A licencing deal between Bega Cheese Ltd and Fonterra Brands Pty Ltd from 20 years ago was recently litigated in  Fonterra Brands (Aust) Pty Ltd v Bega Cheese Ltd ([2021] VSC 75) ending a three year dispute. The Court considered whether the trademark and licencing agreement between the companies prevented Bega from using its trademark on any products or only certain cheese products, and whether Fonterra breached a contractual obligation by failing to effectively market and promote Bega-branded products. 

The Trademark and Licensing Agreement (TMLA) of 2001 granted Fonterra a ‘sole and exclusive’ licence to use the BEGA trademark on, or in relation to certain cheese and butter products. The term was 25 years. Up until 2017, Fonterra was the only supplier of products which bore the BEGA trademark to grocery retailers in Australia. However, in that year, Bega acquired ‘Mondelez International,’ which comprised peanut butter, Vegemite, cheese and cream cheese spread products.  Bega notified Fonterra that it wanted to launch its own products under the BEGA trademark. 

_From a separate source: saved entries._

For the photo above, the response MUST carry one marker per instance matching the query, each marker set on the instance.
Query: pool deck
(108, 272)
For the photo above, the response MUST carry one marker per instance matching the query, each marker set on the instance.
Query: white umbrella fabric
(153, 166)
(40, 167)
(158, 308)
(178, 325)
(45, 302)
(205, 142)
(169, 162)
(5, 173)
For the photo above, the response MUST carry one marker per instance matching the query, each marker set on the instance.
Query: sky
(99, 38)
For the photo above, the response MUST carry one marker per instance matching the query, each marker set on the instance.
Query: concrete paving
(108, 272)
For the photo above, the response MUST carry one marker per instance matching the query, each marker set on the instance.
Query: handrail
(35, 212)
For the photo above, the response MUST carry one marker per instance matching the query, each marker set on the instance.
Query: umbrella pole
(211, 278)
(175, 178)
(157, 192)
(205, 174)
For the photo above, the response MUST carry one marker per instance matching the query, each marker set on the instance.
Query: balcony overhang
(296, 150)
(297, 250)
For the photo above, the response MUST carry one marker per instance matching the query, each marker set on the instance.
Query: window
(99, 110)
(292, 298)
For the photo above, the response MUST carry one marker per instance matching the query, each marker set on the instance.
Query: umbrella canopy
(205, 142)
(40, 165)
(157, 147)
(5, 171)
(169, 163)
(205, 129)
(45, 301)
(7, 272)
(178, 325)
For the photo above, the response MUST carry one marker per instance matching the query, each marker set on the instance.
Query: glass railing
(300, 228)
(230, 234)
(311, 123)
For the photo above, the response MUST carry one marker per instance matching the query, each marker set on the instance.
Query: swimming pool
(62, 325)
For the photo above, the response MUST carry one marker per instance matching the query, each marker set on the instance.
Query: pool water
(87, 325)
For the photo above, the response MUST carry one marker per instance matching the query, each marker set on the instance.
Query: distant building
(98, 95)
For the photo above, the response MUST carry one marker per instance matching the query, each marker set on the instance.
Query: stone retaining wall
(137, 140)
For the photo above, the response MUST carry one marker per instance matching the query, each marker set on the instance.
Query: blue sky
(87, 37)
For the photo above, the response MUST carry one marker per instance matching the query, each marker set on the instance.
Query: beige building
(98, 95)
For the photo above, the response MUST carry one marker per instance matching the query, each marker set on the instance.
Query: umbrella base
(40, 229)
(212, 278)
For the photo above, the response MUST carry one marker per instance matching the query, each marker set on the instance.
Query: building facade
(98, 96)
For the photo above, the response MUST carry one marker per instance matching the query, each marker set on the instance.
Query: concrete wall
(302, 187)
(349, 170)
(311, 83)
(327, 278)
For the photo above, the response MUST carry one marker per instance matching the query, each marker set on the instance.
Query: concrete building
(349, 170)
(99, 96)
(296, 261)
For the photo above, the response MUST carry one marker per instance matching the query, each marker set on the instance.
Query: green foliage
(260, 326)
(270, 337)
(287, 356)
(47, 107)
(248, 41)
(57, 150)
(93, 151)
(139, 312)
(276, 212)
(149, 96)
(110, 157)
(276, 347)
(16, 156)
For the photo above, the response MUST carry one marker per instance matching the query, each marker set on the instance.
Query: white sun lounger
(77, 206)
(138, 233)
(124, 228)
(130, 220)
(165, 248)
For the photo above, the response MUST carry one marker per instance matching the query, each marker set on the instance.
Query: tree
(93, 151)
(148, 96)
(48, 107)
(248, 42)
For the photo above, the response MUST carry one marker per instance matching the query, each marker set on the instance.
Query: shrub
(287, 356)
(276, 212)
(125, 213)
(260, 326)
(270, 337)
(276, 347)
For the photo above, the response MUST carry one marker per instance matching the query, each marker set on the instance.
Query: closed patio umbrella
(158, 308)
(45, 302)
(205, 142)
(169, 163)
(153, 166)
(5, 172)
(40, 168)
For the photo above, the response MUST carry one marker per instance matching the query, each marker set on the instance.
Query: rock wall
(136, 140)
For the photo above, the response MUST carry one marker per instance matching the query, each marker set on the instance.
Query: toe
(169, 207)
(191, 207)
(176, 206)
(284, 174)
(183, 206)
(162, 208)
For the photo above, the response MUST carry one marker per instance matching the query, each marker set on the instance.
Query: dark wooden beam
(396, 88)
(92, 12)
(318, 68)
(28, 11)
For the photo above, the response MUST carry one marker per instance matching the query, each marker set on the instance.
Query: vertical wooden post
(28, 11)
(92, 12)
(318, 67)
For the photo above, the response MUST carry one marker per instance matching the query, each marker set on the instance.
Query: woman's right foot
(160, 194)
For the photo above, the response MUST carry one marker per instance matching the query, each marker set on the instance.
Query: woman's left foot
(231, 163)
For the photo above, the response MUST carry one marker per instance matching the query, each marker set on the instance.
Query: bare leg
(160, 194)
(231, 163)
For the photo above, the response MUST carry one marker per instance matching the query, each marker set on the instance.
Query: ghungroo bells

Fonterra claimed that the TMLA gave it the exclusive right to use the BEGA trademark and that Bega had no right to use the mark on products such as peanut butter. The Court disagreed. Additionally, Bega counter-claimed that Fonterra had breached terms of the TMLA by failing to market and promote Bega-branded products and the Bega brand, entitling them to terminate the agreement. Again, the court disagreed. 

The Court confirmed Bega’s right to use the Bega brand on peanut butter products purchased from Mondelez. Fonterra would retain the exclusive licence for the Bega Cheese brand for cheese and butter. This case demonstrates the difficulties which can arise under long-term contractual agreements.